I spent many days stripping back & removing the burnt & loose paint and rust from the frame so it could be acid etched & primed. The top coat was to be hand-painted enamel house paint. Neale bought the paint so he chose the colour: a bright purple called “Victorian”. [Ed: how perfectly Christchurch!] 

With wheels, brakes, cranks, gears, chains and pedals installed, a 27-speed tandem was born.

27! It had 3 front sprockets, 3 gears on the rear wheel, & 3 internal hub gears, making for 27 gears. When we took it for a test ride over the Port Hills, we found we needed every one of those 27 gears. But on the flat we could easily lollop along at about 45 kph. And it had good brakes and steering. A total success!

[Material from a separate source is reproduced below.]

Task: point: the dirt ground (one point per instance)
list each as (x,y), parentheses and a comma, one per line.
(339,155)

Here’s the finished product in all its purple glory…

GregN1979_BikeTrip2

Tandem built. Job done? Not quite. Creating the tandem was just the first act of a much larger drama, one that culminated with an epic 1000km, 15-day bike trip around the Upper South Island in the summer of 1979/80. That’s Neale and me at the top of Spooners Range south of Nelson, a real bugger of a climb I can tell you; photo taken about January 2nd 1980.

But this story is long enough already – so I’ll save that one for another day.